Better stated that 41% of its pre-approved customers, despite having credit and income that meet mortgage requirements, lack the cash needed for a traditional down payment. Allowing younger homebuyers to use their digital assets as collateral is expected to reduce this percentage.
This concept sounds quite speculative, but a couple in Michigan recently completed the first Bitcoin-backed mortgage loan in the United States through Better and Coinbase. In this transaction, Coinbase holds the couple’s digital tokens as collateral, while Better provides the mortgage funds. The two companies plan to roll out this type of loan to more eligible borrowers across the country this summer.
The concept of obtaining a loan using investment assets as collateral is not new. Homebuyers who hold significant stocks but lack cash can use a “pledged asset mortgage” (PAM), pledging a portion of their stock portfolio to the lender instead of making a cash down payment.
Thus, Coinbase and Better are simply extending this idea to the cryptocurrency space. According to data from the FINRA Investor Education Foundation, Gen Z and younger millennials in the United States tend to hold more cryptocurrency than stocks. This means that loans backed by Bitcoin and stablecoins could attract significant interest from these younger investors.

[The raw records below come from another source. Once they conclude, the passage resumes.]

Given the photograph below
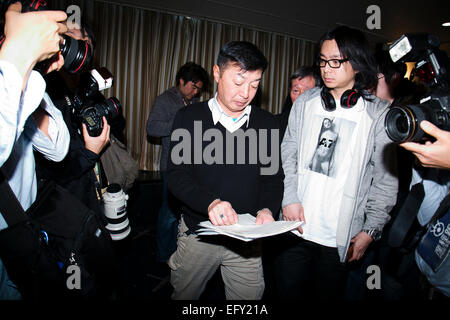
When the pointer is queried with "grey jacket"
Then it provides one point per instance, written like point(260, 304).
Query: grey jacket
point(378, 184)
point(160, 119)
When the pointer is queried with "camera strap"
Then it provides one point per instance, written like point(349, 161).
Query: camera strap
point(406, 226)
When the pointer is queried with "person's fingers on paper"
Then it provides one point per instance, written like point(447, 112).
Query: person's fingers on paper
point(221, 213)
point(264, 216)
point(294, 212)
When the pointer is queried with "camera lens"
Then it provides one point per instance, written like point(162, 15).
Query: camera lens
point(402, 124)
point(399, 124)
point(77, 54)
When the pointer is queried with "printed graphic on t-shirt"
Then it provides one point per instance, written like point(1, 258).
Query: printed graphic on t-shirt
point(333, 142)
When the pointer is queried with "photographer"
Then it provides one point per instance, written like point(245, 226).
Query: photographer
point(432, 154)
point(76, 171)
point(421, 227)
point(436, 185)
point(28, 118)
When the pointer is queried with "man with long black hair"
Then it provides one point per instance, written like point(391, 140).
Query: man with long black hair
point(345, 206)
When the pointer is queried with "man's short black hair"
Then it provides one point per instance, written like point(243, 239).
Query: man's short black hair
point(244, 53)
point(354, 46)
point(304, 72)
point(191, 71)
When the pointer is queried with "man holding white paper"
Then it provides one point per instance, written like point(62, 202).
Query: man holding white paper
point(219, 190)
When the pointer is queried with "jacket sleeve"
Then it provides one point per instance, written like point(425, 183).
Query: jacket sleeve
point(180, 174)
point(382, 194)
point(160, 119)
point(289, 155)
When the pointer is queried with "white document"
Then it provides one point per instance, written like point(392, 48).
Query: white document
point(247, 230)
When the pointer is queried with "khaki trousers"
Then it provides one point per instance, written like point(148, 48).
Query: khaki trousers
point(197, 258)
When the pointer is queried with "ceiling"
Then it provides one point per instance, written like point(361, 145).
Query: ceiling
point(310, 19)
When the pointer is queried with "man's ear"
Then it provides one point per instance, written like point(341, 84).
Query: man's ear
point(216, 72)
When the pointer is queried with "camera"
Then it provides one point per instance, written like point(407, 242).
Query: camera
point(402, 123)
point(77, 53)
point(89, 105)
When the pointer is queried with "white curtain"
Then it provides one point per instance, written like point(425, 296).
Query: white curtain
point(144, 50)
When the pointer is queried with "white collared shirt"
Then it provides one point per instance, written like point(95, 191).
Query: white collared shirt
point(20, 135)
point(227, 121)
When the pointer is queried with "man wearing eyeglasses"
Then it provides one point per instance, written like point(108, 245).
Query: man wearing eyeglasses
point(191, 78)
point(346, 206)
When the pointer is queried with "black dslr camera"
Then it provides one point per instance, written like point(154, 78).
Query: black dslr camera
point(402, 123)
point(77, 53)
point(89, 105)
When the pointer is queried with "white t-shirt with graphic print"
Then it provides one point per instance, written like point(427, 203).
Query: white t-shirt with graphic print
point(330, 157)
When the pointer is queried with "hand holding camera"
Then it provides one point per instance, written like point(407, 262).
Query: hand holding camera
point(96, 144)
point(433, 155)
point(31, 37)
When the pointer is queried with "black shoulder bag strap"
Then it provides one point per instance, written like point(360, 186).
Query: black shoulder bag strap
point(406, 224)
point(10, 207)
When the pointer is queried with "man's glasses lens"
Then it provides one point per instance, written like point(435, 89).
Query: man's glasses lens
point(333, 63)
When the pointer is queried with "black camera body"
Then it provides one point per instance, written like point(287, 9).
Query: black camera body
point(77, 53)
point(402, 123)
point(89, 106)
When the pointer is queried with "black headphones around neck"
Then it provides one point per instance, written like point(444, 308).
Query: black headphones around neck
point(348, 99)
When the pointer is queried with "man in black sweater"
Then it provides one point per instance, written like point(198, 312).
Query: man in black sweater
point(224, 161)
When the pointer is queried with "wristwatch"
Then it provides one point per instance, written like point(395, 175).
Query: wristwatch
point(374, 233)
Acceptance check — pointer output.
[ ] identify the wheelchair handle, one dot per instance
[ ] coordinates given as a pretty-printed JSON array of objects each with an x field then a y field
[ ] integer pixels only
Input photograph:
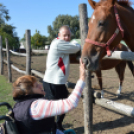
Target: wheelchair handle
[
  {"x": 6, "y": 104},
  {"x": 3, "y": 117}
]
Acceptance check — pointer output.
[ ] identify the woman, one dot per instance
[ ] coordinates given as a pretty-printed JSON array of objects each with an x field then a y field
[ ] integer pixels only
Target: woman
[{"x": 33, "y": 113}]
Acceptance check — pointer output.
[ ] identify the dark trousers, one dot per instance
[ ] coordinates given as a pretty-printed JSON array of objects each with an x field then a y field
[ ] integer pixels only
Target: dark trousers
[{"x": 56, "y": 92}]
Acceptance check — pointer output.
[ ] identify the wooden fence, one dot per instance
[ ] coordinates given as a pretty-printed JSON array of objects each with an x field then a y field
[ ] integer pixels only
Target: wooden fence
[{"x": 10, "y": 65}]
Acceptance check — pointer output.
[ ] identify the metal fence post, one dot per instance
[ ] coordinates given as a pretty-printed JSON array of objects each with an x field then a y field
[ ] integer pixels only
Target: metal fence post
[
  {"x": 87, "y": 101},
  {"x": 1, "y": 57},
  {"x": 28, "y": 52},
  {"x": 8, "y": 62}
]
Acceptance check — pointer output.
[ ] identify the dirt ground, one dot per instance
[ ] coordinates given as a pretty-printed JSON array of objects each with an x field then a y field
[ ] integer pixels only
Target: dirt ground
[{"x": 104, "y": 121}]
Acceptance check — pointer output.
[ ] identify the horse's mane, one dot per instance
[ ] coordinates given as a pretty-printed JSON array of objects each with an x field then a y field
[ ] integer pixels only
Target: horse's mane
[
  {"x": 124, "y": 2},
  {"x": 120, "y": 2}
]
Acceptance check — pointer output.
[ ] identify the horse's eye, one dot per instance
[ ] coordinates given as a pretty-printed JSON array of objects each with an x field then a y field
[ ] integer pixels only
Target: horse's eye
[{"x": 101, "y": 23}]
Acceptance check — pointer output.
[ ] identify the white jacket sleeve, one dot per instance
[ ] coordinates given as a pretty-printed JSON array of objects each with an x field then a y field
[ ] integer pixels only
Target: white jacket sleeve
[{"x": 68, "y": 47}]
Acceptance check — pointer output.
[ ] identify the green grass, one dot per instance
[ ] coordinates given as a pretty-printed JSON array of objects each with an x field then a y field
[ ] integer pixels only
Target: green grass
[{"x": 5, "y": 94}]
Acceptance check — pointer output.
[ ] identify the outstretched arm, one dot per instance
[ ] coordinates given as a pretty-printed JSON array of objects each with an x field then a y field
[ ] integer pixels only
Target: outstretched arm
[{"x": 44, "y": 108}]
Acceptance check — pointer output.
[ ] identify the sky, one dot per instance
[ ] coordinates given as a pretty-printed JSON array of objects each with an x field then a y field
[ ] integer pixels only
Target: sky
[{"x": 39, "y": 14}]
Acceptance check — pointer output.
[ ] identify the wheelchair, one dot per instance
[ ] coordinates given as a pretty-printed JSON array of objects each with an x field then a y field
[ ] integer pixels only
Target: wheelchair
[{"x": 9, "y": 126}]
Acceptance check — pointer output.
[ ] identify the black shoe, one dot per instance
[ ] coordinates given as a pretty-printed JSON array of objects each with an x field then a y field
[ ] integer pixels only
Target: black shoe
[{"x": 59, "y": 126}]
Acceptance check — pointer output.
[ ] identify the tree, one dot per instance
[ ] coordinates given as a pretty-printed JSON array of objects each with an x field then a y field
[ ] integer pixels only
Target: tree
[
  {"x": 71, "y": 21},
  {"x": 8, "y": 31},
  {"x": 4, "y": 15},
  {"x": 37, "y": 39}
]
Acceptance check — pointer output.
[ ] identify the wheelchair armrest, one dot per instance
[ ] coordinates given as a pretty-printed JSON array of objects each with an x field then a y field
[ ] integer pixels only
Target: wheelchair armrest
[
  {"x": 4, "y": 117},
  {"x": 6, "y": 104}
]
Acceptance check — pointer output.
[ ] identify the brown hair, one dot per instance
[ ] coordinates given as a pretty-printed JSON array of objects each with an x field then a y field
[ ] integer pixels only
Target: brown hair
[
  {"x": 64, "y": 27},
  {"x": 23, "y": 85}
]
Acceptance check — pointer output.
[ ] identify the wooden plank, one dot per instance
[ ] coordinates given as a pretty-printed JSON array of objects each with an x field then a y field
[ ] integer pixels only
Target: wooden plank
[
  {"x": 41, "y": 75},
  {"x": 4, "y": 49},
  {"x": 115, "y": 106},
  {"x": 17, "y": 69},
  {"x": 121, "y": 55},
  {"x": 18, "y": 54},
  {"x": 40, "y": 51}
]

Coinbase and Better are not the first companies to attempt Bitcoin-backed mortgages. However, earlier products did not receive Fannie Mae’s backing and were tightly linked to Bitcoin’s price volatility. If Bitcoin’s price plummeted, borrowers faced the risk of margin calls. In contrast, the loan products from Coinbase and Better do not trigger margin calls because they use a dual-loan structure: one traditional loan covering the full home price, and one token-based junior loan covering only the down payment. The second loan is intentionally over-collateralized—250% over-collateralization for Bitcoin and 125% for USDC—to withstand market fluctuations.
This design indeed gives the product a significant advantage. However, it may only appeal to a small subset of specific crypto investors: those who hold tens of thousands of dollars in Bitcoin or USDC, are unwilling to liquidate those assets, and are simultaneously looking for a new home.

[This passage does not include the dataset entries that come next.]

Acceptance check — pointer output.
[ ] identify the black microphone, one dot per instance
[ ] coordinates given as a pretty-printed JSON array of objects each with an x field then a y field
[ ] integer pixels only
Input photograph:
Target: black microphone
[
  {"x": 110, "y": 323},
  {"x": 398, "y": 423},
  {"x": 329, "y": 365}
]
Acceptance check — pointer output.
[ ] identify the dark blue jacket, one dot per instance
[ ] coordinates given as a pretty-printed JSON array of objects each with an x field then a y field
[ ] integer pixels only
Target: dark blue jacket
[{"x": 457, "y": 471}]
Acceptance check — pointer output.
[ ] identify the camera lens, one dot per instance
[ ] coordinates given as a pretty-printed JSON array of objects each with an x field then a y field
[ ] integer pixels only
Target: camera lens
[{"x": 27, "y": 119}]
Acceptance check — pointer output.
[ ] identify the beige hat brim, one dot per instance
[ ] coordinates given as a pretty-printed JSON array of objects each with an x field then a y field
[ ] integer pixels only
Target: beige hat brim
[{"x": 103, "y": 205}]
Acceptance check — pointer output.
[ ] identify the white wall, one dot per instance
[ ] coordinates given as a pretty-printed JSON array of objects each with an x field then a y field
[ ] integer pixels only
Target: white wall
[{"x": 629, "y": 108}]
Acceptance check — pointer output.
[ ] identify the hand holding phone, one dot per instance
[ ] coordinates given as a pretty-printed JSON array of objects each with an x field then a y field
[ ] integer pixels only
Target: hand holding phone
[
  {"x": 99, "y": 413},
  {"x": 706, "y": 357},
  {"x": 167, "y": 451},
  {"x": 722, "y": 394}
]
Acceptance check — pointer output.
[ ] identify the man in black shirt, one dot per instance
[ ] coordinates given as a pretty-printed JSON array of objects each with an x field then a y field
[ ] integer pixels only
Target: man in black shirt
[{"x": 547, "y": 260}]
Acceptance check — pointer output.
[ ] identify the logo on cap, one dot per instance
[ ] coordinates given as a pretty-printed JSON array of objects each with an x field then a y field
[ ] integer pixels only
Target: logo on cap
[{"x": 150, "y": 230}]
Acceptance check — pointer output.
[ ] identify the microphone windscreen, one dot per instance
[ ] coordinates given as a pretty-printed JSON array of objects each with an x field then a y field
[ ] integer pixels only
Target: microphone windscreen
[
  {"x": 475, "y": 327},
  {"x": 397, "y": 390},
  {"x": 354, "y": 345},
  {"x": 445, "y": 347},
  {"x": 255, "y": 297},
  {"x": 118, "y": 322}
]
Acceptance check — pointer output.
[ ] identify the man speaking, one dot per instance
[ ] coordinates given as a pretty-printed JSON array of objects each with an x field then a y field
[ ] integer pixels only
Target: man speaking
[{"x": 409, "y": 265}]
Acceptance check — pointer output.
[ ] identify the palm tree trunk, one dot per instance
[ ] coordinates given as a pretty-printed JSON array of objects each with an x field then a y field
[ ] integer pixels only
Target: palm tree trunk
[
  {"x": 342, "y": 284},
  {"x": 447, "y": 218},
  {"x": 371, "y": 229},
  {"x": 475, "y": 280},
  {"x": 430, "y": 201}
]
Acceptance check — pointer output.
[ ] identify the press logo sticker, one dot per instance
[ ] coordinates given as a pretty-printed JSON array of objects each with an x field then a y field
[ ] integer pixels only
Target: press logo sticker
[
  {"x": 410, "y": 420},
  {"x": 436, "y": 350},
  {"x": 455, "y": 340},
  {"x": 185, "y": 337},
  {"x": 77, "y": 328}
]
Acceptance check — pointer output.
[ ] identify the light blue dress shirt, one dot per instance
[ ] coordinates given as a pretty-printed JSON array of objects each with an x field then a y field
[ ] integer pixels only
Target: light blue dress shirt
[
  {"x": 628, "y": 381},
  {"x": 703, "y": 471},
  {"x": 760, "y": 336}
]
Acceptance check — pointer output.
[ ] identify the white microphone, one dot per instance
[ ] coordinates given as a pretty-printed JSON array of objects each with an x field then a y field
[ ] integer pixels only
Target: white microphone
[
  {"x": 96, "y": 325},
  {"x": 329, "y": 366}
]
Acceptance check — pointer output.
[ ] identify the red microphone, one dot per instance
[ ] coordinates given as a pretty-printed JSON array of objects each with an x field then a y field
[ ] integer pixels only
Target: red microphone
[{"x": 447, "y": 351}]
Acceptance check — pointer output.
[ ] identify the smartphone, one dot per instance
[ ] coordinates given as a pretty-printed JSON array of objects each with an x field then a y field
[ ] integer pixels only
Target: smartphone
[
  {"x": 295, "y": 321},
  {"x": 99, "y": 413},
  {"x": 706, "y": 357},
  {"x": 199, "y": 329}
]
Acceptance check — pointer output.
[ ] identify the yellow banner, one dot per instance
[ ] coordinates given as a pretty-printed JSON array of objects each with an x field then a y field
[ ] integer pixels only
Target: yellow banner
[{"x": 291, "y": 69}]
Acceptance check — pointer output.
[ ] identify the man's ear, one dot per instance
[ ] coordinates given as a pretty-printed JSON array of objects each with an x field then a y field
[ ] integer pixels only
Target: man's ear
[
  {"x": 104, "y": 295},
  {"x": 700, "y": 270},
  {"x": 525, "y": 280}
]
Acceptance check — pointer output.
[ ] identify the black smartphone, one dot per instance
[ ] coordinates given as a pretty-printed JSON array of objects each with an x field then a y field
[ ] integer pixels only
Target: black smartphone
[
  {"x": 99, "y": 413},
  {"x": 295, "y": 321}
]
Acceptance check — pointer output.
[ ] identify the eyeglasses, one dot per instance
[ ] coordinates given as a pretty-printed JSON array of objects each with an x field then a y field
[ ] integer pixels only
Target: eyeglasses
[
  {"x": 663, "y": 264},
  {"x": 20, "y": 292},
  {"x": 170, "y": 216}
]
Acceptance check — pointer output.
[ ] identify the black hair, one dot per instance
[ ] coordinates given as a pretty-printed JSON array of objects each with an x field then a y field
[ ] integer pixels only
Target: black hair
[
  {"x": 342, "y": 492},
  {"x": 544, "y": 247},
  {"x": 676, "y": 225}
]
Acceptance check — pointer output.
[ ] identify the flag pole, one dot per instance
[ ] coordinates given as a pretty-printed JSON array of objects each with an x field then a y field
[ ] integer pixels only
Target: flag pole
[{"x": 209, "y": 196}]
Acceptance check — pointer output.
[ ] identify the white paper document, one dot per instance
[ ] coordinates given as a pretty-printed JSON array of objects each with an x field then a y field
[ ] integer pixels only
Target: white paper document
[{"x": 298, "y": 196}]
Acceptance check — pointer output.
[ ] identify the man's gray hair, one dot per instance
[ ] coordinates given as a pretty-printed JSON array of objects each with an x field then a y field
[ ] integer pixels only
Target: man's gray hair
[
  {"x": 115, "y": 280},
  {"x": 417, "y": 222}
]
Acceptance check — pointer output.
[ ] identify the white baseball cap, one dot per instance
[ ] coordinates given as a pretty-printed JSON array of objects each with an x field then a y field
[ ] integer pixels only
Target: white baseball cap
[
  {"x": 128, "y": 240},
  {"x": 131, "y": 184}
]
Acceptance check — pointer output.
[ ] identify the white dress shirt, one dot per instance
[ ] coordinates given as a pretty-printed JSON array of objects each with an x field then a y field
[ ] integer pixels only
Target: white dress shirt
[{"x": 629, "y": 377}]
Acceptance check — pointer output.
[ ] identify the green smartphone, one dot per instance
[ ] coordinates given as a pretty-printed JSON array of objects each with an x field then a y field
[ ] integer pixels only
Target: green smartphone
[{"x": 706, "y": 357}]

Overall, crypto-backed mortgages offer an intriguing glimpse into the future: Bitcoin, stablecoins, and other cryptocurrencies could potentially serve as collateral for new home purchases. But investors should not conclude that more people will directly buy entire homes with cryptocurrency. This model is still limited to a specific group of investors, and its widespread adoption will take time to materialize.